Powers Great American Midways
- Company type: Privately held company
- Industry: Amusement - Midway
- Founded: 1980
- Headquarters: Corfu, New York
- Key people: Les "Corky" Powers (President) Debbie Powers (Vice President)
- Products: Amusement ride rental/operation and traveling carnival management
- Website: http://www.powersmidways.com/

= Powers Great American Midways =

Powers Great American Midways (PGAM) is a family operated traveling carnival midway company based in Corfu, New York. It provides amusement rides, games and concessions for local, county and state fairs throughout the eastern United States. The business is a trade name of Amusements of Rochester, Inc.

==History==
Powers Great American Midways was formed in 1980 in Rochester, New York by current owner and operator Les "Corky" Powers. The company originally began as a 10-to-12 ride local carnival which traveled around New York and Pennsylvania. It has since expanded to around 70 rides, composed of two units which can split and provide midways to smaller venues on their route throughout the eastern United States.

A full-time refurbishing facility is located in Burgaw, North Carolina, and has been operated year-round since 1994, where PGAM rides and equipment can be maintained. It also serves as the winter quarters. The facility has occasionally been used by the North Carolina Department of Labor for training ride inspection personnel.

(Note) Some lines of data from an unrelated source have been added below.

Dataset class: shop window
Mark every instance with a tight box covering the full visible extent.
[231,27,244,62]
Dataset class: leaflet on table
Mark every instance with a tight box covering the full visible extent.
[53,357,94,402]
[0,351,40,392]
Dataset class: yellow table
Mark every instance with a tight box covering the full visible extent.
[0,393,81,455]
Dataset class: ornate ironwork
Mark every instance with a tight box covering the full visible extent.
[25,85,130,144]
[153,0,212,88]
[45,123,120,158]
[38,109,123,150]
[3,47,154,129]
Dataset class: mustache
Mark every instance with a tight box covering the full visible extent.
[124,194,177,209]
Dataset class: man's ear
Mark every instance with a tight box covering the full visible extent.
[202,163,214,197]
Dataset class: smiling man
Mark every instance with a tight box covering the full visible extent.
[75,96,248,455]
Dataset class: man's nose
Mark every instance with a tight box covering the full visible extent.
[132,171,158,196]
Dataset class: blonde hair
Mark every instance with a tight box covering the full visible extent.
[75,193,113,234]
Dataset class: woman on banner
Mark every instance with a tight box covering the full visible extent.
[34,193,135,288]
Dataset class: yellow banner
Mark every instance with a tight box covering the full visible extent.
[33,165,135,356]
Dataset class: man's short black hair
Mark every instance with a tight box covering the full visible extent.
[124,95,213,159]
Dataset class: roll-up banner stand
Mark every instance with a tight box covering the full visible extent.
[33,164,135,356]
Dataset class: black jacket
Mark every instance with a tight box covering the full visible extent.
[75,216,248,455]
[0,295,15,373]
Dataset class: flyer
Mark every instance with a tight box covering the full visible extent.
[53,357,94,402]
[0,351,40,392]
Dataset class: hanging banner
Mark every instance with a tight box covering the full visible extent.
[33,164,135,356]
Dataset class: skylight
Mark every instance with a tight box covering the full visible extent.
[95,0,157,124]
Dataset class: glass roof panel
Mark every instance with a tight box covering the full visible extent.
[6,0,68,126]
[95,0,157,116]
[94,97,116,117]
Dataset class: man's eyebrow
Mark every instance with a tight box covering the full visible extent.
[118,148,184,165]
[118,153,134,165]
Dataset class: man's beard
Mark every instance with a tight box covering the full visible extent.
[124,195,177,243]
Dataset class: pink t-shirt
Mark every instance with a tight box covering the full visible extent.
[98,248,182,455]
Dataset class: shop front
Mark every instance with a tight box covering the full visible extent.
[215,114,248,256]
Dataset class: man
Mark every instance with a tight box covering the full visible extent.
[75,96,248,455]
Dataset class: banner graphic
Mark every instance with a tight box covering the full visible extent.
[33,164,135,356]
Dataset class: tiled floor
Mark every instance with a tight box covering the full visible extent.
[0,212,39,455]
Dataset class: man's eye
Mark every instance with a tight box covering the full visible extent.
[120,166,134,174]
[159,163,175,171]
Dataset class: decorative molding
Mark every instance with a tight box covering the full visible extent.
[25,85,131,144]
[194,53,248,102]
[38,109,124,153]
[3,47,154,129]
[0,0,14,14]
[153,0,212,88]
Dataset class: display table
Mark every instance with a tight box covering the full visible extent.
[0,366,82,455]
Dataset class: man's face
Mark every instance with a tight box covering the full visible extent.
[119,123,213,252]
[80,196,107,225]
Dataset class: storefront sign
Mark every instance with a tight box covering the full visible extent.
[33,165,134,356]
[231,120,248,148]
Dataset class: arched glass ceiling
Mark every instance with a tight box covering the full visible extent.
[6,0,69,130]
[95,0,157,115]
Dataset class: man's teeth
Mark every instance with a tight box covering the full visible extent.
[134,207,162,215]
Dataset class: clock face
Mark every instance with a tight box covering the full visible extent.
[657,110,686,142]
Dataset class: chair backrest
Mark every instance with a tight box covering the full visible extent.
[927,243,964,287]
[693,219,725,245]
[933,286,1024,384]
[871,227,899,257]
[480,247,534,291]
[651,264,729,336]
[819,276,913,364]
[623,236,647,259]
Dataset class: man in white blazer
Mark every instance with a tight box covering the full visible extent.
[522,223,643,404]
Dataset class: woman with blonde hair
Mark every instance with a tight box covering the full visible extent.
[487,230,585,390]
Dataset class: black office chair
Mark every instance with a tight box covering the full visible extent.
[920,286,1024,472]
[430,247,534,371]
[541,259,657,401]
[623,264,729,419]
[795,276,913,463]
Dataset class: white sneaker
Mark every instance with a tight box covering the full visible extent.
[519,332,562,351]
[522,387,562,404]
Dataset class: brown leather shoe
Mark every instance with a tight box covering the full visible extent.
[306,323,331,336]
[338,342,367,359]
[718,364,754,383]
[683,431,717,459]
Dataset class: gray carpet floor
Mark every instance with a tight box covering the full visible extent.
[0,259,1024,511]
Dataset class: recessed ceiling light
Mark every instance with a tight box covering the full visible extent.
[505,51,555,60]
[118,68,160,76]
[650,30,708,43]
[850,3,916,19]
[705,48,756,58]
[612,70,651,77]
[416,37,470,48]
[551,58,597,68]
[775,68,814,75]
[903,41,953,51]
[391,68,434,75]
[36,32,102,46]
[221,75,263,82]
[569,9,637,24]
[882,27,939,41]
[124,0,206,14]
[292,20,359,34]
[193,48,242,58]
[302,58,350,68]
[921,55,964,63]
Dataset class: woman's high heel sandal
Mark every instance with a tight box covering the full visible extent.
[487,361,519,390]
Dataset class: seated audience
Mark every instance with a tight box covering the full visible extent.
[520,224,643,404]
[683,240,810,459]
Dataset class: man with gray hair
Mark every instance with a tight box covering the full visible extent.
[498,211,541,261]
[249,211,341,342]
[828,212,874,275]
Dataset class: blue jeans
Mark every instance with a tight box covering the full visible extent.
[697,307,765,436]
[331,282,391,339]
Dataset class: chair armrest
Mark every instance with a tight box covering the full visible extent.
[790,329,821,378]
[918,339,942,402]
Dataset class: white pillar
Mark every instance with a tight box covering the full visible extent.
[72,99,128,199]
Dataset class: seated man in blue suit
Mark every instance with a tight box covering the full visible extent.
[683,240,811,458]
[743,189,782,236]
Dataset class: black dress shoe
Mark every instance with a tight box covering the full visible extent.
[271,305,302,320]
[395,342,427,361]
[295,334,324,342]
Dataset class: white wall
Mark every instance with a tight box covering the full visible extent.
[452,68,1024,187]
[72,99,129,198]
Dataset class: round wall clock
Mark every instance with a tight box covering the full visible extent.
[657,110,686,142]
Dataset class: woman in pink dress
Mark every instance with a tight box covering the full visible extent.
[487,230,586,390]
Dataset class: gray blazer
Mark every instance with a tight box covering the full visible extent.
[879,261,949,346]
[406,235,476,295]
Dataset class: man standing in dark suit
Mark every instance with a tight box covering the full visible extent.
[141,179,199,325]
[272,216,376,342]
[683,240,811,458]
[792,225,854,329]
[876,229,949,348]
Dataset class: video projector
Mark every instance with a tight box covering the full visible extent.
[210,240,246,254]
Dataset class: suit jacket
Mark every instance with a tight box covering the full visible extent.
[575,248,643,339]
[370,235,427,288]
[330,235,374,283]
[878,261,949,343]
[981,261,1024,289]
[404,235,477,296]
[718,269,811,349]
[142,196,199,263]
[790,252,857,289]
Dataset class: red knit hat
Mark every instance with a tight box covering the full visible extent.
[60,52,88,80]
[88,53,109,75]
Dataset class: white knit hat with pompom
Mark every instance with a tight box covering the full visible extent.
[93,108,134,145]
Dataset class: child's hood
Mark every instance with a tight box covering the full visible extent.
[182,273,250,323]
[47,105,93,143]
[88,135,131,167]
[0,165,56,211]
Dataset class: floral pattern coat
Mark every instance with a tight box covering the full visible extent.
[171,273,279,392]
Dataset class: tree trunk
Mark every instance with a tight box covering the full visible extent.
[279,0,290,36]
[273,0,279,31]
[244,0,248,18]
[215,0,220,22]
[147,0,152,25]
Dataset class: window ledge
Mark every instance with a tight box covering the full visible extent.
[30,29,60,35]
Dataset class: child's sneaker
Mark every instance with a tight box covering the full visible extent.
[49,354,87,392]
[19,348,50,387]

Like other carnival midway companies, many PGAM rides have recently become eco-friendly including the use of LED lighting and biodiesel fueled generators.

In 2006, PGAM was awarded a contract to provide the midway at the North Carolina State Fair. They continue to operate it today. Other notable events the company currently works include the Great Allentown Fair in Allentown, Pennsylvania, the Big Butler Fair in Prospect, Pennsylvania and the Shenandoah Apple Blossom Festival in Winchester, Virginia.